In spring of 2008, I stood in our back yard, and I looked at the Gardenia bush in the new location.  Stephen and Brady both heard it, the “I told you this was not a good idea” thoughts.  Because what was before me was half of a gardenia bush.  One side looked like a bunch of sticks ready for the next fire, and the other half looked like a gardenia bush shedding leaves.  Instead of lush green leaves with fragrant white blooms all over, it was yellowish and sad, with one lone bloom hanging on a branch.  If that bloom could talk, it would say,

“For the love of God woman, what have you done to me?”

Summer of 2009, the balance of the bush had shifted.  More dead branches than alive, and one sad bloom on the very bottom of the bush, almost as if it could not muster the energy to create anything very far from the earth which it emerged.  I looked at the gardenia bush that summer, weeks after losing Stephen, and it both broke my heart, and confirmed that everything dies.  It was a sad summer, and somehow, the gardenia bush was exhibiting a growth pattern that showed how I was feeling in my own life.  Just like me, it was barely hanging on.

Summer 2010, couple of leaves, pretty much dead, but I could not let Brady cut it back.  it reminded me of happier times, laughter in the back yard.  So we left it and ignored it, and pretended that we did not notice the mass of dried sticks next to our other blooms in the back. Perhaps visitors would think it was part of the wood pile for the fire pit.

Summer 2011.  Enough already.  It’s gone.  Chop it.  Get rid of it.  Brady did, but we decided to leave the stump and roots.  We could not say goodbye just yet.  But, honestly, the thing was becoming a fire hazard, and an eyesore.  Cut back to the ground, we planted flowers in the space for the summer, and figured we would dig up the stump next year.  Time to move on.  For some reason, it hurt.  I had planted and killed so many other things in the yard but I was attached to the Gardenia.  Perhaps because it was connected to memories.

Spring 2012.  We have our yard all in order.  Spring is my favorite time in North Carolina.  The warmth is back but the humidity has not hit yet, so it is just blissful to be outside enjoying the sunshine.  My husband, son and I worked outside to make everything perfect.  In assessing where we needed to plant, we walked to the area where the stump sat in the ground.  And, much to our surprise, a small, lush green gardenia bush sits in the spot.  It has a way to go, but it is healthy, and it is beautiful.

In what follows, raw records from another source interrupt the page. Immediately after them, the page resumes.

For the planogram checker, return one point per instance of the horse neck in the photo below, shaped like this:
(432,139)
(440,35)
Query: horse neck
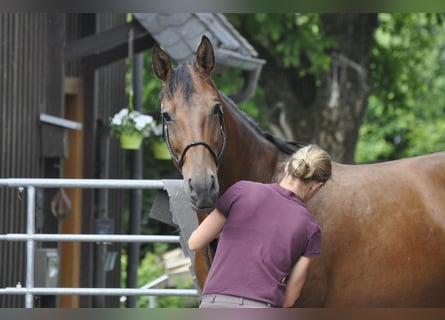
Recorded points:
(248,154)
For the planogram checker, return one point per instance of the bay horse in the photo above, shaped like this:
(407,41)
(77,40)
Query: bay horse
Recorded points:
(383,224)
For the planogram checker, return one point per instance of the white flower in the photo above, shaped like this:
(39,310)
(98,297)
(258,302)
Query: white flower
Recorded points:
(142,121)
(126,121)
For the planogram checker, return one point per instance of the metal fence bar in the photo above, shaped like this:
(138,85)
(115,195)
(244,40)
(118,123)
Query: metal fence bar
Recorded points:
(30,245)
(100,291)
(89,238)
(83,183)
(30,237)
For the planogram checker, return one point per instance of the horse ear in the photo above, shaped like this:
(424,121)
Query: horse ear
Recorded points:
(162,66)
(205,56)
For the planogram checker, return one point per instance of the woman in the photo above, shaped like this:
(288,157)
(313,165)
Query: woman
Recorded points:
(267,236)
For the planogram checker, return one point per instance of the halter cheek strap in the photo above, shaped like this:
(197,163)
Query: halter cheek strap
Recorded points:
(216,156)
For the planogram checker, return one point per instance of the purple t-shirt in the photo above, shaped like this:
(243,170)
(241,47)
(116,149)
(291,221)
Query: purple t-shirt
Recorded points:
(268,229)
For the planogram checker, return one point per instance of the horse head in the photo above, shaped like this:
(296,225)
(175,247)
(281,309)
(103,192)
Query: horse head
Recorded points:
(193,123)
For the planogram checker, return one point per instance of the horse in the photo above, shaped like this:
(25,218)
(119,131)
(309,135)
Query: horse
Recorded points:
(383,224)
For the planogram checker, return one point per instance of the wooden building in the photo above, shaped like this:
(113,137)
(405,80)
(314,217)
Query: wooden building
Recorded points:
(62,75)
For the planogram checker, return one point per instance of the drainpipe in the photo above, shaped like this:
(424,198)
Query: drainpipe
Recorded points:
(134,224)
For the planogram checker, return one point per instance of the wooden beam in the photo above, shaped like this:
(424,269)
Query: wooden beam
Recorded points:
(120,52)
(104,41)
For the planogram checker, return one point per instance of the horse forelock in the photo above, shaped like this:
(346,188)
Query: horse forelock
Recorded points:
(179,78)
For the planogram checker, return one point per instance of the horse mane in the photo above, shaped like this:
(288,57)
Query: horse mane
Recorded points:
(287,147)
(181,75)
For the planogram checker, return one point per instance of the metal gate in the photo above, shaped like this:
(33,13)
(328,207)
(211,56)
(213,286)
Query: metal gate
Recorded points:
(29,289)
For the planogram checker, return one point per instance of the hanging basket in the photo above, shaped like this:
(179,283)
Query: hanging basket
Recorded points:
(160,150)
(131,141)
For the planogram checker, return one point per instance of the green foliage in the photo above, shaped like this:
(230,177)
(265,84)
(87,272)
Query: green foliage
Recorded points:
(293,40)
(404,113)
(151,269)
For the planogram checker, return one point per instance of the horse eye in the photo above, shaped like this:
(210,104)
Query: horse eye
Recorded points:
(216,109)
(166,117)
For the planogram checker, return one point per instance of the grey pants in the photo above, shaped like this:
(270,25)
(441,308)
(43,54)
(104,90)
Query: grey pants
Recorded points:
(226,301)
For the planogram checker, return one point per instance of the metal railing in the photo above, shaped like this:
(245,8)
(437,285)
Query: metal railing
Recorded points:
(30,237)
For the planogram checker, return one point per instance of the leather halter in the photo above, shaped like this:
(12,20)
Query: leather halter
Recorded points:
(216,156)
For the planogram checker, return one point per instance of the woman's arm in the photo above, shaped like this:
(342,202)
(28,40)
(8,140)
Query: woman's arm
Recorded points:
(296,281)
(207,231)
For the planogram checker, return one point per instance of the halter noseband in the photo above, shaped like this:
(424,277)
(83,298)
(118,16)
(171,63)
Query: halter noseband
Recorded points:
(216,156)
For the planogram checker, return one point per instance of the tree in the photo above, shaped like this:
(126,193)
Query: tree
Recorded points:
(316,80)
(405,111)
(336,79)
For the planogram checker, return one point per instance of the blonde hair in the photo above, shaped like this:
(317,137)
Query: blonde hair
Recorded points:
(310,163)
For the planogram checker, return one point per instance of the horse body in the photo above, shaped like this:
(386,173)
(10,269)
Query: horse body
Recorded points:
(383,224)
(383,236)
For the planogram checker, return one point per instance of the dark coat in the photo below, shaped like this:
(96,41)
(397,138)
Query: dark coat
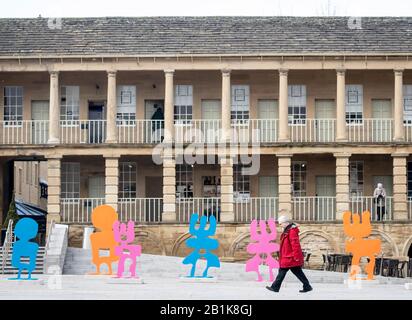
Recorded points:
(290,252)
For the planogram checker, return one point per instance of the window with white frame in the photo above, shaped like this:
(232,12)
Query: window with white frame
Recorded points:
(299,178)
(128,180)
(126,105)
(407,104)
(70,180)
(356,178)
(69,104)
(184,181)
(240,104)
(297,104)
(354,103)
(241,183)
(13,105)
(183,111)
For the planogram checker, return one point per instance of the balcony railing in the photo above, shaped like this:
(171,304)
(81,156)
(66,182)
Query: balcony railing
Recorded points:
(83,131)
(259,208)
(370,130)
(384,212)
(24,132)
(78,210)
(200,131)
(141,209)
(185,207)
(313,130)
(314,208)
(140,131)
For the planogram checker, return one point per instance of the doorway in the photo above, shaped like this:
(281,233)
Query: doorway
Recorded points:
(96,126)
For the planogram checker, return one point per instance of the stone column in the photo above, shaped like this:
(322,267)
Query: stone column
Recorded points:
(284,135)
(342,184)
(226,192)
(111,113)
(226,106)
(169,189)
(54,113)
(169,107)
(400,187)
(399,128)
(341,132)
(53,190)
(112,181)
(285,184)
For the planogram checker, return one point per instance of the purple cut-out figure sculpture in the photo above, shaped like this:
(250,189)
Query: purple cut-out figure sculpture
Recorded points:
(125,235)
(263,249)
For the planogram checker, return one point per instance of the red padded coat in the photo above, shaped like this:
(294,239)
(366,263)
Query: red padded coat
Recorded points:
(290,252)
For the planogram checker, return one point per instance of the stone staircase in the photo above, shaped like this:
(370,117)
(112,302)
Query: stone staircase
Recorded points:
(78,261)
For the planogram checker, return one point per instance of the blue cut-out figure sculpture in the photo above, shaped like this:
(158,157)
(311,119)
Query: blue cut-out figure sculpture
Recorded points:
(25,230)
(201,242)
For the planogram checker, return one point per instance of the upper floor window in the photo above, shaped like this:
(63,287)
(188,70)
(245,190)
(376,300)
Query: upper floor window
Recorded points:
(354,103)
(299,178)
(407,104)
(69,104)
(297,104)
(240,104)
(126,105)
(128,180)
(13,105)
(70,180)
(183,112)
(356,178)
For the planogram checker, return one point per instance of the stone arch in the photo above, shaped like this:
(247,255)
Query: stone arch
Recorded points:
(406,246)
(388,245)
(317,242)
(179,248)
(150,242)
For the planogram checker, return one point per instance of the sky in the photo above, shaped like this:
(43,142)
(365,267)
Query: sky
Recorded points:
(101,8)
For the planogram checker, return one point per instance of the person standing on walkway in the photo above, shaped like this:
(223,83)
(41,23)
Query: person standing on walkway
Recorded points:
(290,256)
(379,195)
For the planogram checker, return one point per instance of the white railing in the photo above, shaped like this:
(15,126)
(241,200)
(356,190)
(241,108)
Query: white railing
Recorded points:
(78,210)
(359,204)
(24,132)
(82,131)
(200,131)
(259,208)
(141,131)
(314,208)
(370,130)
(140,209)
(185,207)
(313,130)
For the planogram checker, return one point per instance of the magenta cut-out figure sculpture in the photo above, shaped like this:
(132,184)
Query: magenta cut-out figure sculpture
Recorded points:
(264,247)
(125,235)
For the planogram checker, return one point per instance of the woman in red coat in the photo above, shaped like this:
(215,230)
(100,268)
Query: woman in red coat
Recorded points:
(290,256)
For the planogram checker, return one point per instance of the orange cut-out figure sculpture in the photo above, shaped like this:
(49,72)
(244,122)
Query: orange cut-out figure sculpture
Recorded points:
(358,246)
(103,218)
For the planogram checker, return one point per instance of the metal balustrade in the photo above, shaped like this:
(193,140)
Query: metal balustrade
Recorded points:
(314,208)
(24,132)
(370,130)
(313,130)
(78,210)
(259,208)
(141,131)
(185,207)
(140,209)
(83,131)
(359,204)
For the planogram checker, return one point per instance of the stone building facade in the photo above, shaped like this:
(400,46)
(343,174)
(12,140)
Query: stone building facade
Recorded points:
(323,110)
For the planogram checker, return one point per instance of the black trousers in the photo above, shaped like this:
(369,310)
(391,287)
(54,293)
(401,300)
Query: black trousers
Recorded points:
(297,271)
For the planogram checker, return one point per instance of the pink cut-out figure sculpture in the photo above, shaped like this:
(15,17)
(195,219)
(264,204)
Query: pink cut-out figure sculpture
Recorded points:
(263,249)
(125,235)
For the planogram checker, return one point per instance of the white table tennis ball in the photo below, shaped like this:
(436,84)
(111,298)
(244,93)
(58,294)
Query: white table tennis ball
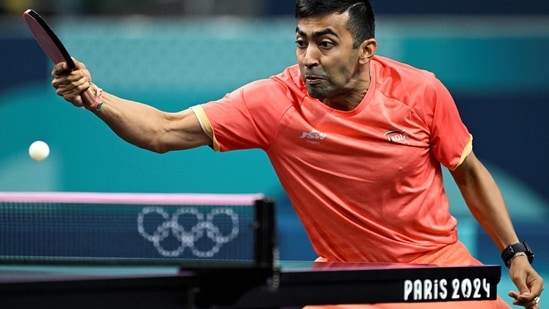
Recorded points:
(39,150)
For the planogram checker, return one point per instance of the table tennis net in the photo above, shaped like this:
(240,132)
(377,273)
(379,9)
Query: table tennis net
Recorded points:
(180,229)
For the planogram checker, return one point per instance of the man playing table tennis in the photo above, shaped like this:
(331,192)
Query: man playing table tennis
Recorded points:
(357,141)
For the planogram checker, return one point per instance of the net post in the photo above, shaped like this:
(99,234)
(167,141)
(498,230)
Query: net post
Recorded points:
(265,234)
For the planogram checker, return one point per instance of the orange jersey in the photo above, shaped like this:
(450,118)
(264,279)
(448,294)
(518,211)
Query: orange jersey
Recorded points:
(367,183)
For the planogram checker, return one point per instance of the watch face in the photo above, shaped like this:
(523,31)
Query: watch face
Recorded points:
(510,251)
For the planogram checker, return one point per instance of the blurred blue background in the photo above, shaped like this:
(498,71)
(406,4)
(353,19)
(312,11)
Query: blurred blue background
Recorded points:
(174,54)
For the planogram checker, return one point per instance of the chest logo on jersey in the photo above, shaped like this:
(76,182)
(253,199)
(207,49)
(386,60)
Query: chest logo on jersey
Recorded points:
(313,137)
(397,136)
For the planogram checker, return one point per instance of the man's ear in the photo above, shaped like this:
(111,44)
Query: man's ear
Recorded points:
(368,49)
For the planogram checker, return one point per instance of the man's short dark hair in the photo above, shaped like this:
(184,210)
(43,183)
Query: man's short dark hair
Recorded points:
(361,23)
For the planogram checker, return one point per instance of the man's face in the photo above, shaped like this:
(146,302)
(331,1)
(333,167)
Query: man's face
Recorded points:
(325,54)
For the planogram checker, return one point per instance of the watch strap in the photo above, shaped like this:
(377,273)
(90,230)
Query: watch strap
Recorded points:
(509,252)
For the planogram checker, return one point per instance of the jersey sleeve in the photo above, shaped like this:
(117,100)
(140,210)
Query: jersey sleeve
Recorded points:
(451,141)
(245,118)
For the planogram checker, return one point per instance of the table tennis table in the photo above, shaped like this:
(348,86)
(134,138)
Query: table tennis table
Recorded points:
(294,284)
(82,250)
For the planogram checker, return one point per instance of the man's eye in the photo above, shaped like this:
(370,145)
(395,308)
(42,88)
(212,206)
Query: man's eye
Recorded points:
(326,44)
(300,43)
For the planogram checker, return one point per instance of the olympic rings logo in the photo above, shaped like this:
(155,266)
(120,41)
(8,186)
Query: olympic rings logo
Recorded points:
(203,229)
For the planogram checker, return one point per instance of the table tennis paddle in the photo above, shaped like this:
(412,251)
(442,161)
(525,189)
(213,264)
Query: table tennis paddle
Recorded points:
(52,46)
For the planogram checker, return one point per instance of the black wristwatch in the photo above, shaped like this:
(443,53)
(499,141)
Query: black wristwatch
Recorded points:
(509,252)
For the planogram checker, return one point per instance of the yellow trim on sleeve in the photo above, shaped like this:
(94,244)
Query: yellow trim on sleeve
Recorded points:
(466,151)
(205,124)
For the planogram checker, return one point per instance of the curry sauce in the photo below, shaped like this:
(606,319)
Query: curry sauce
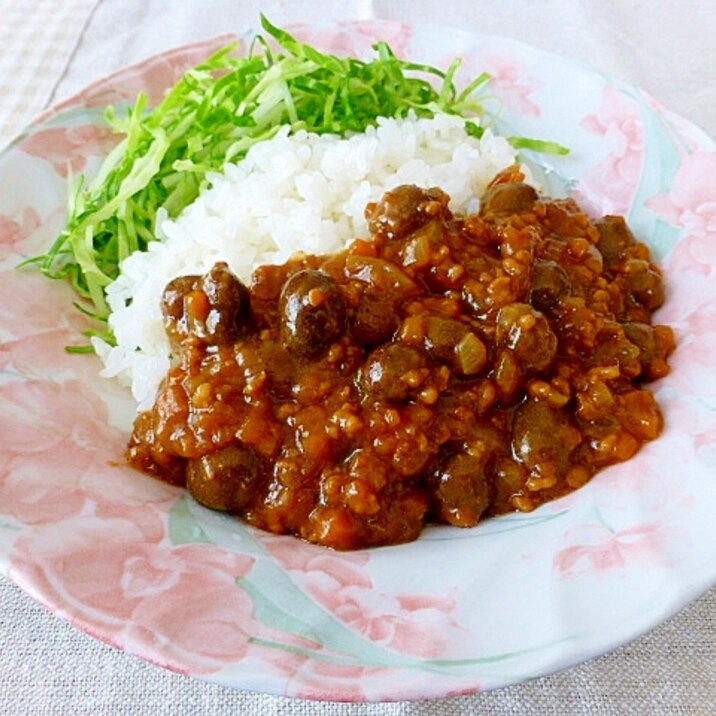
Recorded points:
(443,369)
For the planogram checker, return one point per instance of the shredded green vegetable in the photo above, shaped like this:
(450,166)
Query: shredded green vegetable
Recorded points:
(211,117)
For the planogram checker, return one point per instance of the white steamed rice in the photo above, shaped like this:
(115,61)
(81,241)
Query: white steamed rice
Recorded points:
(300,192)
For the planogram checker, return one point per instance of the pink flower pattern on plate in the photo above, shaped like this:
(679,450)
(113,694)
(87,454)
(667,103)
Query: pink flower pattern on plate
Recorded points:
(68,149)
(179,607)
(598,549)
(16,229)
(89,537)
(690,204)
(616,179)
(409,623)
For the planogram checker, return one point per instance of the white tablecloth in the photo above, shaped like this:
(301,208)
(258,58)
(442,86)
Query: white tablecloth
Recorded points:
(51,48)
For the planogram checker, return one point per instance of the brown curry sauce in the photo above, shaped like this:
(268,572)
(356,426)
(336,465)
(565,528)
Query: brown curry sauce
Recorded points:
(444,369)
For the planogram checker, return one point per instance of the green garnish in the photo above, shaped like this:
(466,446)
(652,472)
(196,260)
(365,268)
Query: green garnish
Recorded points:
(211,117)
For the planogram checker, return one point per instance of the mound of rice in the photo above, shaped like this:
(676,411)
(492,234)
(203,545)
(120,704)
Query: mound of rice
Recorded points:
(295,192)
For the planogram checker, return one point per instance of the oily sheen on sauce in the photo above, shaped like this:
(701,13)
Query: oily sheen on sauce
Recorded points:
(445,368)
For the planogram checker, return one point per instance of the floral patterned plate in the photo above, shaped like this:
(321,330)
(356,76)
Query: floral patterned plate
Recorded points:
(137,564)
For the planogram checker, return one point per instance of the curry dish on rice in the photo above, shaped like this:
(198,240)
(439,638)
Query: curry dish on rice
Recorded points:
(444,369)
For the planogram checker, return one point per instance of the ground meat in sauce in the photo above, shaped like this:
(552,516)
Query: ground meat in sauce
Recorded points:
(444,369)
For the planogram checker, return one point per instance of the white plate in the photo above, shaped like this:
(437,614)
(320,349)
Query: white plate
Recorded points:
(135,563)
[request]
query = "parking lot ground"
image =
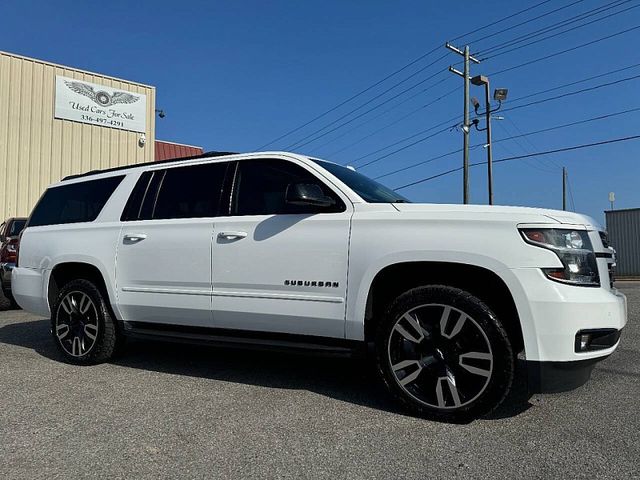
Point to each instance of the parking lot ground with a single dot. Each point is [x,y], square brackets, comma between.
[169,410]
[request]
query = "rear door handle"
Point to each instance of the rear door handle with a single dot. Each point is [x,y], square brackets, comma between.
[232,235]
[135,237]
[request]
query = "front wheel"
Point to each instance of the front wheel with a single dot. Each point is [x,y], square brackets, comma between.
[443,354]
[81,323]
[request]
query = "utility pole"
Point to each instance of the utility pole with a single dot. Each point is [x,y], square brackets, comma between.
[489,154]
[465,126]
[564,188]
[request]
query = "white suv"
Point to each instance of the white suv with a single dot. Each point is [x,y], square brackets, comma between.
[281,250]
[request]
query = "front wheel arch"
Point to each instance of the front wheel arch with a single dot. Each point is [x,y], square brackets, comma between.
[395,279]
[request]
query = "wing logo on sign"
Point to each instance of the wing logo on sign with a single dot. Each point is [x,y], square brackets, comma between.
[101,97]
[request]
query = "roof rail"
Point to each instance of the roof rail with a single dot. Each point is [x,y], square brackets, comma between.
[159,162]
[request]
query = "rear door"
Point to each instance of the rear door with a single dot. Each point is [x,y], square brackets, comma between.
[279,267]
[163,263]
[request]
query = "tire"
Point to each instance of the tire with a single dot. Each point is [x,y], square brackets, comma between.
[443,354]
[82,326]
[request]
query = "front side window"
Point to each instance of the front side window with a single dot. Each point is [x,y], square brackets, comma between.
[370,190]
[190,192]
[261,187]
[74,203]
[16,228]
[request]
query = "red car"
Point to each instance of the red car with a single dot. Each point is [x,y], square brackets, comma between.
[9,235]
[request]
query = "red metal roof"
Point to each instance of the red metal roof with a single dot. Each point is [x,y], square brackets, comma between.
[169,150]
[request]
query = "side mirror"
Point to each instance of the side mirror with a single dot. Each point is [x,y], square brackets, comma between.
[307,194]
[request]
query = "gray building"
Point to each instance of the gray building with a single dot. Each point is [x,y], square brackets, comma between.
[623,227]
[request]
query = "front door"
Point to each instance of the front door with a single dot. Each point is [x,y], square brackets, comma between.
[279,267]
[163,262]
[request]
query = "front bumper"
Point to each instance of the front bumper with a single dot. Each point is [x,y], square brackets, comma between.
[551,314]
[555,377]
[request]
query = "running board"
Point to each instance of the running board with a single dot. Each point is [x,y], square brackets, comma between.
[244,339]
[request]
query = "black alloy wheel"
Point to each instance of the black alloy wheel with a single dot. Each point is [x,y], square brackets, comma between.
[443,354]
[82,325]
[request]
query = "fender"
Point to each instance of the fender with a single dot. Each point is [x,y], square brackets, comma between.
[356,303]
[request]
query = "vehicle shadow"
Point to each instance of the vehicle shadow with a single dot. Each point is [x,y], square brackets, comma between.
[345,379]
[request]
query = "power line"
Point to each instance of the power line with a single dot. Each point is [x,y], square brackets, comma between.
[512,137]
[508,17]
[353,97]
[549,28]
[562,33]
[559,87]
[406,66]
[405,147]
[549,162]
[571,94]
[573,205]
[395,122]
[519,157]
[561,52]
[531,103]
[302,143]
[448,122]
[530,163]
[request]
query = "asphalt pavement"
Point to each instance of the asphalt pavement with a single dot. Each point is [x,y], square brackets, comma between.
[178,411]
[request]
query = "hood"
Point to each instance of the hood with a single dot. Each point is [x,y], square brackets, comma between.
[518,214]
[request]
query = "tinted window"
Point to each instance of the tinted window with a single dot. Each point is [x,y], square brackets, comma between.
[370,190]
[16,228]
[74,203]
[134,204]
[190,192]
[261,187]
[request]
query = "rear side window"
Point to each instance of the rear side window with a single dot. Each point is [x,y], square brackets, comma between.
[75,203]
[190,192]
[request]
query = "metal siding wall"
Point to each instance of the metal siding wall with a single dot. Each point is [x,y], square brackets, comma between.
[623,227]
[37,150]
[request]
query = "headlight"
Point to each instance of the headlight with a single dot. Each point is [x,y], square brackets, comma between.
[574,250]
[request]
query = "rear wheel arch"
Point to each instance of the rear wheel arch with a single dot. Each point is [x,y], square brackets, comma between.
[65,272]
[395,279]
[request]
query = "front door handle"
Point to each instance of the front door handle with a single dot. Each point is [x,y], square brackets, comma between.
[135,237]
[232,235]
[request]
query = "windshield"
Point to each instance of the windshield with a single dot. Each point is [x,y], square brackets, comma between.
[16,227]
[370,190]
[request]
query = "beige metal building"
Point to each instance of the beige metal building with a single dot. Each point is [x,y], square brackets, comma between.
[37,149]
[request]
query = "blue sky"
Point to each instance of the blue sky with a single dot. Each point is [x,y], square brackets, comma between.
[236,75]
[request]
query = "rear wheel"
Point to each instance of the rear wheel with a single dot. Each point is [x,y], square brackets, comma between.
[443,353]
[82,325]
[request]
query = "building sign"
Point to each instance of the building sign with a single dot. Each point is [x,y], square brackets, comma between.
[99,105]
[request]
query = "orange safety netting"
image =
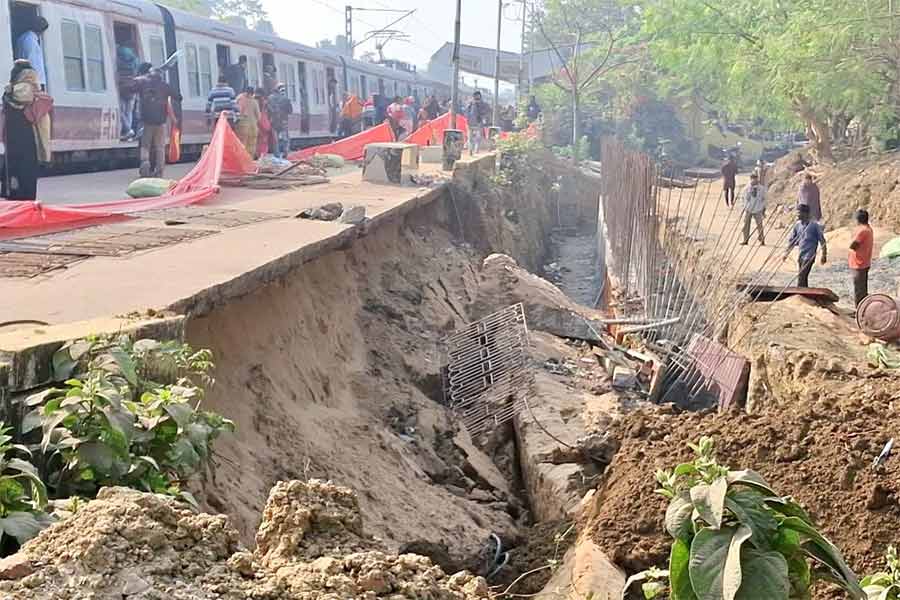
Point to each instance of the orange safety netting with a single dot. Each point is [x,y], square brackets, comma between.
[225,154]
[350,148]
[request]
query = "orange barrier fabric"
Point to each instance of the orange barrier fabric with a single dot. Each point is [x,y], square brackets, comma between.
[225,154]
[350,148]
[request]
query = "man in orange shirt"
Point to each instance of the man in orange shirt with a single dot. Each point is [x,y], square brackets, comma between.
[860,258]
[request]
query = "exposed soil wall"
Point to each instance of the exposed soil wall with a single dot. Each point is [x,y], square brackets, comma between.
[820,417]
[334,371]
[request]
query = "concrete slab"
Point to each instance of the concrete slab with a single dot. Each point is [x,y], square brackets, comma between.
[195,276]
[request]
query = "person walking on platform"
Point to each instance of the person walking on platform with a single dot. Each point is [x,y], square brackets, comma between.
[351,115]
[280,110]
[248,121]
[477,115]
[236,75]
[265,124]
[155,96]
[811,196]
[729,179]
[220,99]
[860,257]
[28,47]
[26,132]
[806,235]
[754,200]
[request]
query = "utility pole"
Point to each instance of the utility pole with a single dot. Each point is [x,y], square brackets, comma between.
[522,52]
[454,86]
[495,118]
[348,27]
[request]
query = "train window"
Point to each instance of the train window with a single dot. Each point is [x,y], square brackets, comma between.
[73,55]
[190,51]
[157,50]
[96,68]
[205,71]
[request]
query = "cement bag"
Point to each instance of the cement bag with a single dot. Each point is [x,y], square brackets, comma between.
[891,249]
[272,164]
[149,187]
[328,161]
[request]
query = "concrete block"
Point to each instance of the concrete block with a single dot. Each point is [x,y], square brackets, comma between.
[431,154]
[390,163]
[624,379]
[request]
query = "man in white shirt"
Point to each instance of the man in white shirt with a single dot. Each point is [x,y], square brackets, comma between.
[754,198]
[28,46]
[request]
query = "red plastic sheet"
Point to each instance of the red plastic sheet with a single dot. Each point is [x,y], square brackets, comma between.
[350,148]
[225,154]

I kind of think Stephen is smiling, telling me “I told you it would be okay.”

I look at the gardenia each morning, and smile at the similarities between my own life and the life of this fragile plant.  At one point, I felt like I died too.  And, slowly, over the past few years, I have cut away what was hurting me, to allow a new and better self to emerge.  I cut out people and ideas that were growing negativity in my own life, and feel this spring, I am starting to see the results of  the difficult changes that bring transformation.

My lesson in all of this?  Much like my gardenia, in life we need to prune away what is killing us to help ourselves heal.  We need to be brave, and realize that it is not the end.

So today, take a moment and dig out the pruning shears for your own life.  Anything need to be trimmed?